Imagine you have three to five friends you could trust completely with your identity and your life’s savings. Maybe you do. These friends shouldn’t know each other, or if they do, they must be more loyal to you than they are to each other. You still have that? Now, imagine a world in which none of those friends lose their phones, accidentally delete important apps, travel to places where they’re out of reach for a few days, or, eventually, die.
That is the world in which HTC’s new blockchain phone, the HTC Exodus, makes sense.
The idea behind the HTC Exodus, HTC’s “decentralized chief officer” Phil Chen told Wired, is to give users ownership over their “identities and data” and offer them a safe place to stash their cryptocurrency—a hardware wallet instead of the software ones most cryptocurrency holders use. Currently, the majority of us turn over the keys to our personal information to companies like Facebook, Apple, or Google. Our money lives in centralized banks, or maybe our cryptocurrency lives in the centralized Coinbase. If we were the sole owners of the safeguards to all these things, we wouldn’t have to rely on those centralized and often morally problematic third parties. Plus, Chen told Wired, “Centralized honeypots are continually hacked.”
The HTC Exodus instead plans to keep users’ keys in secure spaces separate from their phones’ operating systems, and if their phones get lost or stolen, users can essentially lock up those spaces. HTC is working with technology called TrustZone to accomplish this.
But this still leaves potential users with a big problem. If they’re the only ones who own their wallets and the keys to it, what happens if they forget how to access or lose both their wallet and keys?
If you own the HTC Exodus, you can always plan for this in advance by writing down all the information you’d need to access your wallet on separate, tiny pieces of paper, which you roll up and place in different lock boxes in different corners of your home—or maybe make holes in your walls and store the boxes there and then re-plaster and wallpaper your kitchen and basement so no one is the wiser. Then, you could create an intricate treasure map to your information using hints that only you would be able to decipher, like a more complicated version of the password-access questions people make to get into their bank accounts when they inevitably forget their login info.
Or, you can split that information between three to five trusted friends. This is HTC’s current and only suggested solution—and there are a few minor holes in it.
When dividing your key between those friends, you’re ensuring that together they have all the information you’d need to access your identity, data, and cryptocurrency. Separately, they’re left in the dark. You’ll have to hope that those friends never attend the same party.
That shouldn’t be a problem if a) you don’t mention to any of the friends who the other partial keyholders are or even that they are, and/or b) those friends don’t know each other—have never met, may never meet, or if they did, would definitely hate each other too much to collaborate on stealing your cryptocurrency. Either that, or none of your friends are tech-savvy or creative enough to extrapolate what they could possibly do with the information you’ve provided (i.e., steal all your money). After all, even otherwise trustworthy people can go bankrupt and resort to desperate measures if they’re smart enough to figure out what those desperate measures could be.

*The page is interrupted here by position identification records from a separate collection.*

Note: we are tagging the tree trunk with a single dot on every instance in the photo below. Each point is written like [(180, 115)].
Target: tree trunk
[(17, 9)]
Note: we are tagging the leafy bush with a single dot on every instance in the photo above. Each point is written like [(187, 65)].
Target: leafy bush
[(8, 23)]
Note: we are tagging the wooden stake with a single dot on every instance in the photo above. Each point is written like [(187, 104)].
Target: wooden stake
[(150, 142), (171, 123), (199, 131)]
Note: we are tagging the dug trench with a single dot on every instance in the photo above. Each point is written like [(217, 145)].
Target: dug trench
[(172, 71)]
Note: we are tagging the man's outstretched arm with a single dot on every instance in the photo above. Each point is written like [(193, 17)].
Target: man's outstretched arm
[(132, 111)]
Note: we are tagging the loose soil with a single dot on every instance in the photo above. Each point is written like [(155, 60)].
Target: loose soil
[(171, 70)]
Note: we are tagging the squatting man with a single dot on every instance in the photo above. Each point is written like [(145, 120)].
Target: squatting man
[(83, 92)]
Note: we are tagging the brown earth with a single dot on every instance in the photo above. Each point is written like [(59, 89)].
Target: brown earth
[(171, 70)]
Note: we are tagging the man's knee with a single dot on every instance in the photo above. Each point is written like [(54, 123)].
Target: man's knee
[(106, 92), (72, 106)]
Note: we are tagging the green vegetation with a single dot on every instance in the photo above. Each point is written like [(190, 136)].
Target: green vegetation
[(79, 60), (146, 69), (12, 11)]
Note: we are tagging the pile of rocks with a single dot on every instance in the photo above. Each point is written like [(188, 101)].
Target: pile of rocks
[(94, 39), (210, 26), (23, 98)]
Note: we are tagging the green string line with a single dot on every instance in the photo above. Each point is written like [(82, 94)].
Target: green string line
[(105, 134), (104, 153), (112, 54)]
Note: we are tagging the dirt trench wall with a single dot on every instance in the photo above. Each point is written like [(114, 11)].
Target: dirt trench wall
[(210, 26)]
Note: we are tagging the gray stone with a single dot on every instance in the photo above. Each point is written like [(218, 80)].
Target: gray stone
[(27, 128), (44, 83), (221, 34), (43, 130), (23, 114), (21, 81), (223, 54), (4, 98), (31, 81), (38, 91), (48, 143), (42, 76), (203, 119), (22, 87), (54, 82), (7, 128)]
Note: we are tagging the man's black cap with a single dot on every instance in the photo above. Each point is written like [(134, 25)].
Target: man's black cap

Furthermore, people change all the time. Friends have falling outs, people who previously weren’t close come together under unexpected circumstances, and others overcome hatred in favor of scoring a big pile of money. Think of Reservoir Dogs. Mr. Pink, Blue, Blonde, Orange, Brown, and White weren’t friends. They didn’t even know each other’s names, and they still attempted to pull off a jewelry heist as a team. It didn’t go well, but that’s hardly the point.
What if your friends are more forgetful and irresponsible than you? What if they lose their phones, or delete the app they’d installed to help you safeguard your key? You heard that right: you have to get them to install an app—a hard sell for particular types of friends, like those who don’t trust technology or are older than 65. What if one of those friends travels to another country where they get their phone stolen? It just takes one. These “what if” scenarios could go on forever (for example, what if you don’t have any friends?), but we’ll leave the rest up to your imagination.
Chen admitted that “this is the 1.0 version” of the HTC Exodus. “There are other backup plans we’ve thought of,” he told Wired, “but they’re not part of the solution yet.”
In the meantime, if you’re thinking of buying the HTC Exodus 1.0, maybe it’s also time to consider making new friends.